Шамбалдыга крякнул и удовлетворенно сказал:
— Этот, понимаешь, Зуубар — мужик еще тот. Другой бы на моем месте плюнул на все, а Култыгу подводить жаль. Хрен с ним, подежурю с тобой, пока нормальной замены не будет. А нам надо сейчас Котова дообрабатывать. Давай-ка мы его тоже продублируем да запустим к Сутолокиной.
— А сущность? — испугался Тютюка. — Вдруг как с Дубыгой получится?
— Да на хрен там сущность нужна? — хмыкнул Шамбалдыга. — Пойдет как биоробот, полезет к Сутолокиной, а Валька Бубуева их и прищучит!
— Мы ее сейчас выводить будем?
— Нет, днем. Сейчас она шибко заряжена…
— Кто, Валька?
— Да нет, Сутолокина. Пусть наведенный плюс немного поубавится. Самое время будет…
… Август Октябревич Запузырин почувствовал во сне острую, хотя и малую нужду. За окном бушевала гроза, в стекла барабанил крупный дождь, тускло желтевший сквозь ветви деревьев садовый светильник отбрасывал на стены комнаты мятущиеся тени ветвей. «Неужели погода испортится? — с легкой надеждой подумал Запузырин, влезая в шлепанцы. — Неплохо бы. Не так обидно целыми днями в городе сидеть». Запахнув халат, Август Октябревич направился туда, где его ждало успокоение. Путь пролегал мимо комнаты Тани, но Запузырин был настолько сильно озабочен, что даже не прислушался к легким шумам, долетавшим из-за двери. Зато на обратном пути он услышал эти шумы, а также приглушенные голоса…
— Мистер Котов… — ворковал Танин голос. — Ты красивая, злая и неутомимая горилла.
— Нет, он — шимпанзе, — возразил точно такой же голос, что произвело на Запузырина несколько странное впечатление: его удивило, что Таня разговаривает, возражая сама себе. Наконец до него дошло и, надо сказать, сильно возмутило, что Котов, перейдя всякие границы приличия, занялся любовью с единственным порядочным человеком в этом доме — его, Запузырина, племянницей. Если бы не было той совсем недавней ночи, когда Котов учинил страшную расправу с людьми Мурата и самим Муратом, то Запузырин не колебался бы ни секунды.
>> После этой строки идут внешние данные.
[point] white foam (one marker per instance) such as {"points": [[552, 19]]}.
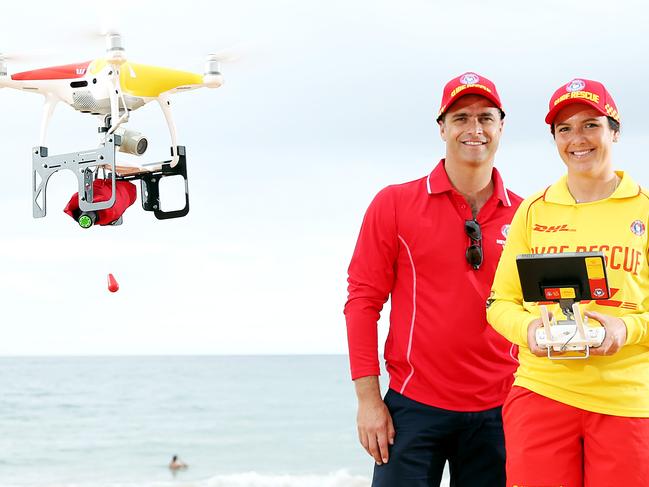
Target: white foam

Он вызвал бы своих экс-дзержинцев, и те, в лучшем случае, отделали бы наглеца до полусмерти, влили бы ему в глотку пол-литра водки — не пожалели бы для такого случая! — после чего отвезли на шоссе и бросили в кювет. В худшем — а мог быть и такой — незваный гость растворился бы так, как это планировал Запузырин.
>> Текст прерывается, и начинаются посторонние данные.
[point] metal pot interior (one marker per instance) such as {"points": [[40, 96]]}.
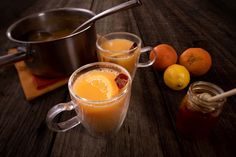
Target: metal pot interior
{"points": [[48, 26]]}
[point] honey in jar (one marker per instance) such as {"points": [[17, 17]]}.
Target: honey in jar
{"points": [[197, 116]]}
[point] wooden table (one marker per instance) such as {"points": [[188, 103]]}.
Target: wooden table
{"points": [[149, 128]]}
Но Август Октябревич уже знал, с кем имеет дело. Он хорошо запомнил, что сказал Котов: «Вы продали душу дьяволу, так и знайте…» Это было именно то объяснение, которое не решался выдвинуть неверующий Запузырин, вспоминая ужасную ночь, размазанного по стене Мурата и сплющенную машину. Дьявол!
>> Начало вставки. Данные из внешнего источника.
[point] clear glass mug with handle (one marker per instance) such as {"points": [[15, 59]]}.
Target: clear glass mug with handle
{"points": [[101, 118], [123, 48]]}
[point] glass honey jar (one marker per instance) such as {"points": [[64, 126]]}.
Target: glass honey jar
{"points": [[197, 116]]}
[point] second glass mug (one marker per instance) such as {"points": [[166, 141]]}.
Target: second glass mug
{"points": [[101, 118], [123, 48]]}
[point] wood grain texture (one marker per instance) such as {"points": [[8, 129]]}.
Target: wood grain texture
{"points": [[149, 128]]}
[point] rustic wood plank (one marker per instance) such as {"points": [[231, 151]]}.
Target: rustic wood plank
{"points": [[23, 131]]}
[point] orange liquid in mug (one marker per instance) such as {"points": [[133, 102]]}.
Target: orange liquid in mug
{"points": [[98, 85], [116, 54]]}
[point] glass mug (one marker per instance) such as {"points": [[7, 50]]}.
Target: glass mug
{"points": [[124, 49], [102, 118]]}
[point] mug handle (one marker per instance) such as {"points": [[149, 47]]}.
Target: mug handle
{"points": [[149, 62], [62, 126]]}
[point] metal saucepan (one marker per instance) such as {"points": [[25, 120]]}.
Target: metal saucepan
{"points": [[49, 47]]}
Август Октябревич прошаркал шлепанцами в свою комнату и закрыл дверь звукоизолирующей шторой. Он не хотел слышать ничего. Забравшись в постель, заснуть, однако, не мог.
Запузырина терзал сверлящий, вибрирующий в душе и теле страх. Неистовый и непонятный. Это был не какой-нибудь мелкий страшок, а Страх с большой буквы. Запузырин знал: один берет — ему можно дать, и все будет путем; другой не берет, но у него есть за кормой что-нибудь пахучее и грязное; третий совсем чистенький, но он смертен и боится попасть в автокатастрофу, выпасть из окна собственного дома, отравиться грибками; четвертый мог быть совсем бесстрашным, но очень любит жену, детей или тещу. Он знал, как обезопасить себя от этих земных, живых, едящих, пьющих и так далее людей. Атеизм до сего времени, несмотря на регулярные посещения церкви и шестизначные пожертвования, отстегивавшиеся на «храмы Божьи», у Запузырина еще не улетучился. В существование Бога он не верил и очень не хотел убедиться в обратном. Правда, Август Октябревич подстраховывался. Вся его благотворительность до некоторой степени служила не только делу сокрытия доходов от налоговой инспекции, но была и страховым полисом на случай, если атеистическое чутье все-таки обманывает.